According to the GAO report (The United States Accountability office)  January 2005:    http://www.gao.gov/cgi-bin/getrpt?GAO-05-5: Nearly all of the 39 states in our survey reported that they released  charter schools from some traditional public school requirements. - All but 2 states offered release in one or more of 30 areas that states  identified, from reporting requirements to staffing practices to  student discipline. The greatest number of states released charter  schools from teacher termination procedures and length of school day  (21 states), teacher compensation and benefits (22 states), collective  bargaining procedures (22 states), and requirements established for  local school boards (23 states). Officials in 6 states reported that  the state released charter schools from almost all traditional public  school requirements, while a few requirements, such as the minimum  number of teachers required, the use of district-approved text books,  and graduation requirements, were released in only a few states. Most  states released charter schools from some traditional school  requirements.

The most that the report said was that we needed more data. According  to the report a school may fail to meet the improvement targets for  three years before our kids get extra help!

"If a school does not meet the target for a third year, students must  be offered supplementary educational services, such as tutoring. " page  26 of the report GAO-05-5. Three years is a HUGE amount of time in a  child's life.  The tutoring would not start until the child's fourth  year in school.  Who would deliver the tutoring the same school that  fell down in educational delivery?

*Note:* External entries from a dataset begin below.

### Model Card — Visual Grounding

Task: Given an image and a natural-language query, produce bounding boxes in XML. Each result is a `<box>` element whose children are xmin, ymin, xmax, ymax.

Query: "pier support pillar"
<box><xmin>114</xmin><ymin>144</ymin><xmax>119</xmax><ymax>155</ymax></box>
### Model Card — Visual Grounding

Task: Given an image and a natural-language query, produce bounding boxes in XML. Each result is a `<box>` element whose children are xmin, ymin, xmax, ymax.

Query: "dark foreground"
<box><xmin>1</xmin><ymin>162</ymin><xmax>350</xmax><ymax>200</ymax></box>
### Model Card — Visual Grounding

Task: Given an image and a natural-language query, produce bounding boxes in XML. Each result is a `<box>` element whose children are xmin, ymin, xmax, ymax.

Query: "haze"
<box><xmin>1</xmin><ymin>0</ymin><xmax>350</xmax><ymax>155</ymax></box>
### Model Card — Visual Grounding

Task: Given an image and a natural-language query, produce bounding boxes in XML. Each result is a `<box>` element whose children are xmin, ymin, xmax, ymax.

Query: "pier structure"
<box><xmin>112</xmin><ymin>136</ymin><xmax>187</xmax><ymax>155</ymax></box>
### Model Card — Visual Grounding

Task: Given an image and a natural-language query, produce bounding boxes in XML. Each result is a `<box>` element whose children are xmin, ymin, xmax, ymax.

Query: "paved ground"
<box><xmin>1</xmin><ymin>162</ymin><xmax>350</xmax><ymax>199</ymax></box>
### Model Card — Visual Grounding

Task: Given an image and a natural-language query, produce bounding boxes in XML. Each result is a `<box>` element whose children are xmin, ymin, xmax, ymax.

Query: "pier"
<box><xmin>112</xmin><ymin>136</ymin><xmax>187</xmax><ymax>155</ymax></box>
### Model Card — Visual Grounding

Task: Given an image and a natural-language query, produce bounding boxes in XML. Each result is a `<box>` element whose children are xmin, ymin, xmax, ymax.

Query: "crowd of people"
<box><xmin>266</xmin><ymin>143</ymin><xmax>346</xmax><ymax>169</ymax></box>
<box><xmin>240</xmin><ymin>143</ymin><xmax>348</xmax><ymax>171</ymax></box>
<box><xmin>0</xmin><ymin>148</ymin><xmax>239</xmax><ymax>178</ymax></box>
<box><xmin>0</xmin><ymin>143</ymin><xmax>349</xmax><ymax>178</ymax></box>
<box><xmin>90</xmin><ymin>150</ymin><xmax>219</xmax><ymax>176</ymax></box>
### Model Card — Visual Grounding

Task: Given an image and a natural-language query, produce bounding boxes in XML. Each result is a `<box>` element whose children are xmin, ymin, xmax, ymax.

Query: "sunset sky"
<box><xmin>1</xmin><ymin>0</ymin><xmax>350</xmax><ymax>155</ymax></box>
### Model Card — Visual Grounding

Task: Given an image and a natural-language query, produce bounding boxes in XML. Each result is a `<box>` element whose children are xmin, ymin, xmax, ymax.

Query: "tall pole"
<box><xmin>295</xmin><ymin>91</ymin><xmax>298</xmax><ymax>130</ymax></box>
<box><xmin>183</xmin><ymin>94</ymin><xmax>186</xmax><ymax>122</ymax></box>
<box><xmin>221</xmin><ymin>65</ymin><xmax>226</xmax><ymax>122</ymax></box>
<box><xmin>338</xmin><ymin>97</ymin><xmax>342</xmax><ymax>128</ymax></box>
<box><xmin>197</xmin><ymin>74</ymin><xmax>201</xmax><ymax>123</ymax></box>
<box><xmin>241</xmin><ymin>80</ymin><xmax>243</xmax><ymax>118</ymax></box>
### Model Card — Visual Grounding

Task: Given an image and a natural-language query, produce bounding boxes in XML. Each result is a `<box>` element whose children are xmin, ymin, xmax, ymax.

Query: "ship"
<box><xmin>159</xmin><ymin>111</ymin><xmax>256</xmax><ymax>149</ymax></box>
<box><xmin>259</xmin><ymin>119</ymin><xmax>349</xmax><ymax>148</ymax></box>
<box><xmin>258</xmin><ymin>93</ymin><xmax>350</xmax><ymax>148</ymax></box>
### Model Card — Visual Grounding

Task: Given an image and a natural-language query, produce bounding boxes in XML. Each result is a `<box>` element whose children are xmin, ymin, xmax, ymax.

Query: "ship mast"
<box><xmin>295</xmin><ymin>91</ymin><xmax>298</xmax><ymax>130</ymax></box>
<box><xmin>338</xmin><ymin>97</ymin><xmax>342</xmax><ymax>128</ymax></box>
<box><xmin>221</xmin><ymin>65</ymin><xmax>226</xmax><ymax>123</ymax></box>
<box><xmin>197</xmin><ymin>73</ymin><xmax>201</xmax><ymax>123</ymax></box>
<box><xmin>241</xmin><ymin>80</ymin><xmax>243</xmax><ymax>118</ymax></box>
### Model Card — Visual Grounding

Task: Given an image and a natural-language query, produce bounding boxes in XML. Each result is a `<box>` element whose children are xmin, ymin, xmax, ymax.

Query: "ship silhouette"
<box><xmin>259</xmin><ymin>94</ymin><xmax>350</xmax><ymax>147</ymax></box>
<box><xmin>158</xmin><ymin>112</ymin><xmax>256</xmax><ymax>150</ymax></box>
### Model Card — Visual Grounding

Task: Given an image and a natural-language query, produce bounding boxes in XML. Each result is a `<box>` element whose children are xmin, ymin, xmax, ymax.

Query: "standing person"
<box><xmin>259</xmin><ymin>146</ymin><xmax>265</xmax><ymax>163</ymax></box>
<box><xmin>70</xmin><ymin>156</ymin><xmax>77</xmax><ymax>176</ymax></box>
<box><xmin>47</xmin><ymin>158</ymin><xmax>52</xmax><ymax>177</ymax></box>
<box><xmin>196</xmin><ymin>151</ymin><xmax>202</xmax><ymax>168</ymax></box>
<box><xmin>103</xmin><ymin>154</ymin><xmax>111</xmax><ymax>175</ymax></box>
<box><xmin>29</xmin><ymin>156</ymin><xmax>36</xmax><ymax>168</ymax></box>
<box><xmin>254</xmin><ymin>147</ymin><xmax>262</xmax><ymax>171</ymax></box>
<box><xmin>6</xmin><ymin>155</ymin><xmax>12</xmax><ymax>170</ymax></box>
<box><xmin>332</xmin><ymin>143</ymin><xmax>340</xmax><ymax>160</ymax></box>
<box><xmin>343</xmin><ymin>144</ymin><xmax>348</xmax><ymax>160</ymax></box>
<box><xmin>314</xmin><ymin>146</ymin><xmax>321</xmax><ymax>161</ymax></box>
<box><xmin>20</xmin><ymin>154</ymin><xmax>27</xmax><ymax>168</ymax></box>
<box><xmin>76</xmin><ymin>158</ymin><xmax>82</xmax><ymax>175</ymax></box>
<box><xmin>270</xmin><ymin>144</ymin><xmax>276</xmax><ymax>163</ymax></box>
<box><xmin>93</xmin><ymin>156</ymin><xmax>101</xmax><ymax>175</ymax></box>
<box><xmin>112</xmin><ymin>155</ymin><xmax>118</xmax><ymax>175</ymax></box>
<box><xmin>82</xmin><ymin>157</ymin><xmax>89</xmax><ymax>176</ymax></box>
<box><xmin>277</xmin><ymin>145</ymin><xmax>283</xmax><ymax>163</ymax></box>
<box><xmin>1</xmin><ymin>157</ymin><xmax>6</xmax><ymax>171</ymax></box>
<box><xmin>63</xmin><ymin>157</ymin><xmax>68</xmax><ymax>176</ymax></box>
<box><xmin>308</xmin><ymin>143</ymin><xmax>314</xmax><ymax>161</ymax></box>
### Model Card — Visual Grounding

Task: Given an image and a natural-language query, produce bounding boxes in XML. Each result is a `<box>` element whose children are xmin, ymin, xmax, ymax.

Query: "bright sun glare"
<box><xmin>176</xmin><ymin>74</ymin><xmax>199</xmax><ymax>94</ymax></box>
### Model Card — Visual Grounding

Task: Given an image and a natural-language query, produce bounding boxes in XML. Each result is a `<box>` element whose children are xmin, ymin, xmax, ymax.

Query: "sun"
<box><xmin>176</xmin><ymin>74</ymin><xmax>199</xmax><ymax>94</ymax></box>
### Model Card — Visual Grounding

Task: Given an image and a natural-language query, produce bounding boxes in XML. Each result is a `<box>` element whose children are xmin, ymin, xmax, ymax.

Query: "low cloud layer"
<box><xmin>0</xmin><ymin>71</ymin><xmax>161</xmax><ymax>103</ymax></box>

On top of that, The  study by the National Assessment Governing  Board, which examined data for about 6,500 charter school students and  376,000 regular public school students—found that charter school  children taught by teachers with four years of experience or less  performed significantly worse in both reading and math than students in  regular public schools with similarly inexperienced teachers. And  students at charter schools were far more likely to have such teachers  

It also found that far more teachers in charter schools lacked regular  teaching credentials.  Charter schools have poor infrastructure, and  lack educators with credentials. This sounds a lot like failing  neglected public schools.

    If lack of credentials and release of traditional requirements look  like a winning ticket for your child, go to it I guess.  To me it looks  like more of the same.  Poor people of color are given the same choice  they had before.  The right wing ideologues propose withdrawing funding  from already poorly funded schools and sending it to charter schools  with a variety of mandates. 

But, we need more data before we find out  they don't work.  This gives the appearance of reestablishing the  separate but equal system.  Charters schools with fundamentalist  Christian mandates get federal funding and the have-nots get to go to  "other" schools that don't have to meet the requirements of regular  schools.  Catholic schools and other private schools have to charge  tuition in order to run their schools.  Those folks know that if they  want their children to get religious education or elitist education, 
they have to pay for it.

The charter system sets up publicly funded  private schools and at the same time off loads minority children on to  schools that don't have to meet requirements.  This sounds like  "separate but equal"  to me. 

They won't "throw" money at public  education,  but they are willing to spend money on collecting data on  charter schools to see if they work or not.

    Frankly, common sense tells you that to release charter schools from  having to meet the requirements of a public school doesn't really make  sense.  Yeah, in a time when public education is establishing standards  of education for all Americans, we are sitting back and letting the  Bushies tell you that less is more for Hispanic children.

Don't take it  sitting down write your congressman!   Demand equity in education for Hispanic American children.  Racist educational policy remains  entrenched regardless of what you call it!